Condensation of *3kbDNA*, nicked-DNA and a 21mer duplex by hexammine cobalt chloride, as monitored by light scattering. For each data point shown, DNA concentration was 7.5 μM in base pair (5 mM Bis-Tris, 50 μM EDTA, pH 7.0). Light-scattering intensities shown are averages from measurements taken over a 5 min period. *Inset*: *3kbDNA* and nicked-DNA scattering intensities, as a function of hexammine cobalt chloride concentration, normalized to maximum observed intensity. *Note*: nicked-DNA condensation occurs at a lower hexammine cobalt chloride concentration than *3kbDNA*.

The size and morphology of particles formed by the condensation of nicked-, gapped- and nicked-gapped-DNA duplexes with hexammine cobalt chloride were directly analyzed using TEM and compared with those formed by 3kbDNA. Nicked-DNA condensed into ribbon-like aggregates that were ∼75 nm in width, but frequently over 1 μM in length (Figure 3A). Gapped- and nicked-gapped-DNA duplexes produced similar ribbon-like structures when condensed by hexammine cobalt chloride (Figure 3B and C). Spherical particles of a size close to that typical of DNA toroids were occasionally found among the elongated ribbon-like aggregates. Under the same solution conditions, the condensation of 3kbDNA by hexammine cobalt chloride produced toroids as the dominant morphology with a mean outer diameter of 85 nm (Figure 3D). This result for 3kbDNA is consistent with the previous reports of linear plasmid DNA condensation from a low-salt buffer (21).

TEM images of particles formed by various DNA samples upon condensation with hexammine cobalt chloride. (A) Condensates formed by the nicked-DNA duplexes of oligonucleotides N1 and N2. (B) Condensates formed by the gapped-DNA duplexes of oligonucleotides G1 and G2. (C) Condensates formed by the nicked-gapped-DNA duplex of oligonucleotides N1 and G2. (D) Condensates formed by *3kbDNA*. For all samples, DNA was 15 μM in base pair, and condensed by mixing with an equal volume of 200 μM hexammine cobalt chloride in 5 mM Bis-Tris, 50 μM EDTA (pH 7.0). Scale bar is 100 nm.

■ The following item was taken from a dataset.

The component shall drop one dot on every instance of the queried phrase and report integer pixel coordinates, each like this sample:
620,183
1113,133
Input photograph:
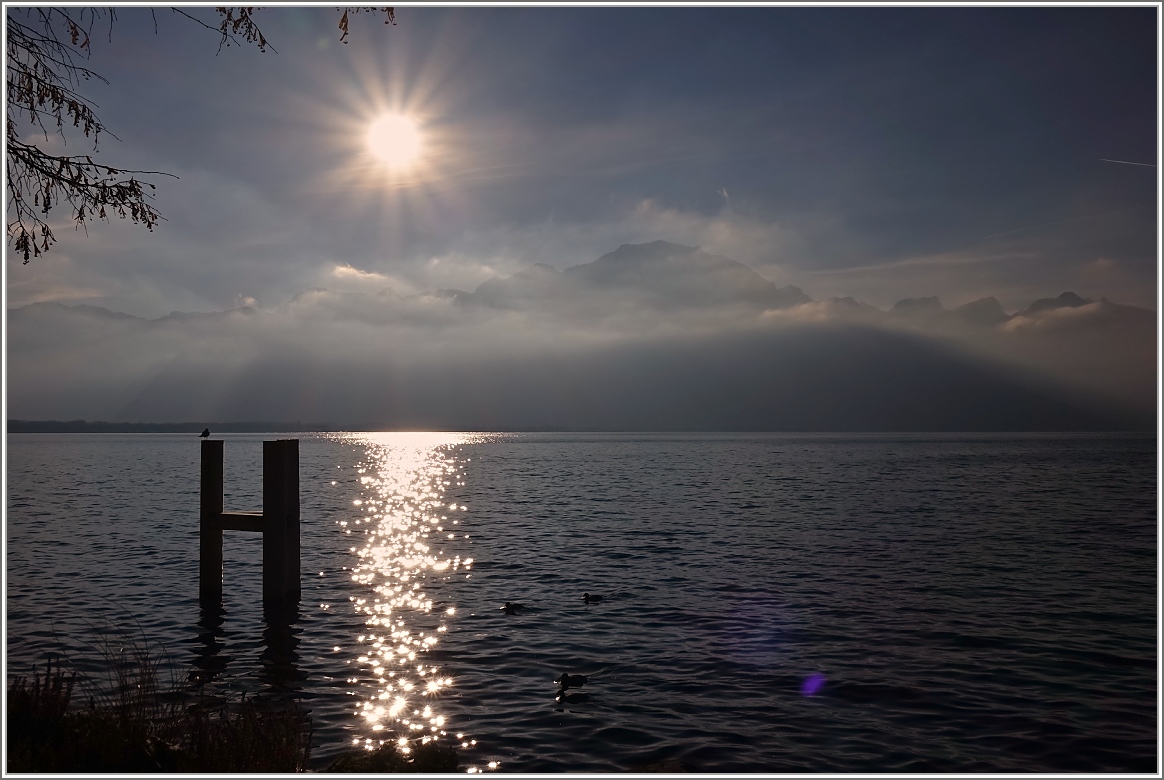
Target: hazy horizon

Condensation of nicked- and gapped-DNA by a cationic peptide

We also studied the condensation of DNA duplexes with multiple nicks and/or gaps by larger and more highly charged condensing agents. For these studies, condensing agents were chosen from molecules that had previously been shown to facilitate artificial gene delivery. Many cationic peptides have been reported as successful vectors for non-viral gene delivery (17,30). Some of these peptides include naturally derived sequences that facilitate the translocation of DNA across biological membranes in the absence of any specific transporter or receptor. For example, a short peptide derived from the nuclear localization sequence (NLS) of the Tat protein, residues 47–57 (YGRKKRRQRRR), has been shown to promote the entry of nucleic acids into several different cell types (31–34). Thus, we chose the Tat-NLS peptide as a model peptide to investigate whether nicked- and gapped-DNA are condensed by a cationic peptide into a form that would be suitable for delivery.

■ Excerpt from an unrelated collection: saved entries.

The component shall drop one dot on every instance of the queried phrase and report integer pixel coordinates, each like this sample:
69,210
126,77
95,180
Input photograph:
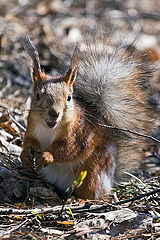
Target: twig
130,131
137,197
13,229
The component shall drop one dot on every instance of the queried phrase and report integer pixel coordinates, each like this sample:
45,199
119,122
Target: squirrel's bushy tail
115,81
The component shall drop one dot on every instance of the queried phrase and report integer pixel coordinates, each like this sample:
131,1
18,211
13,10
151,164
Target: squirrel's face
52,102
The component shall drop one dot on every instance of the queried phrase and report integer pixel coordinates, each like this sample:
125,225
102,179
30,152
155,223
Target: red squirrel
68,113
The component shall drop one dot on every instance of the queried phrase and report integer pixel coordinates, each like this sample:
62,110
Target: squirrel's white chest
45,135
60,174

Changing the condensing agent from hexammine cobalt chloride to the Tat-NLS peptide caused a dramatic alteration in the size and morphology of condensates formed by DNA duplexes containing nicks and/or gaps. Nicked-, gapped- and nicked-gapped-DNA duplexes all condensed into spherical particles, each with an average diameter of 45 nm (Figure 4A–C). The continuous 3kbDNA was also condensed into spheres by the Tat-NLS peptide, but these particles were significantly larger with an average diameter of 65 nm (Figure 4D). Histograms of condensate particle diameters illustrate that the distribution of particle sizes was also very similar among the three types of nicked- and gapped-DNA, and narrower for each than the distribution observed for 3kbDNA (Figure 5A). We note that the 21mer oligonucleotide duplexes (which did not condense with hexammine cobalt chloride) were condensed by the Tat-NLS peptide, but much larger aggregates were observed compared with nicked- and/or gapped-DNA (Figure 4E). Thus, DNA with nicks and/or gaps can be condensed into smaller particles by the Tat-NLS peptide than either oligonucleotide duplexes or 3kbDNA. The difference observed between the size and morphology of nicked- and gapped-DNA condensates when the condensing agent is changed from a trivalent cation to an eight-charged cationic peptide also illustrates the fundamental interplay between condensing agent type and DNA structure on DNA condensation.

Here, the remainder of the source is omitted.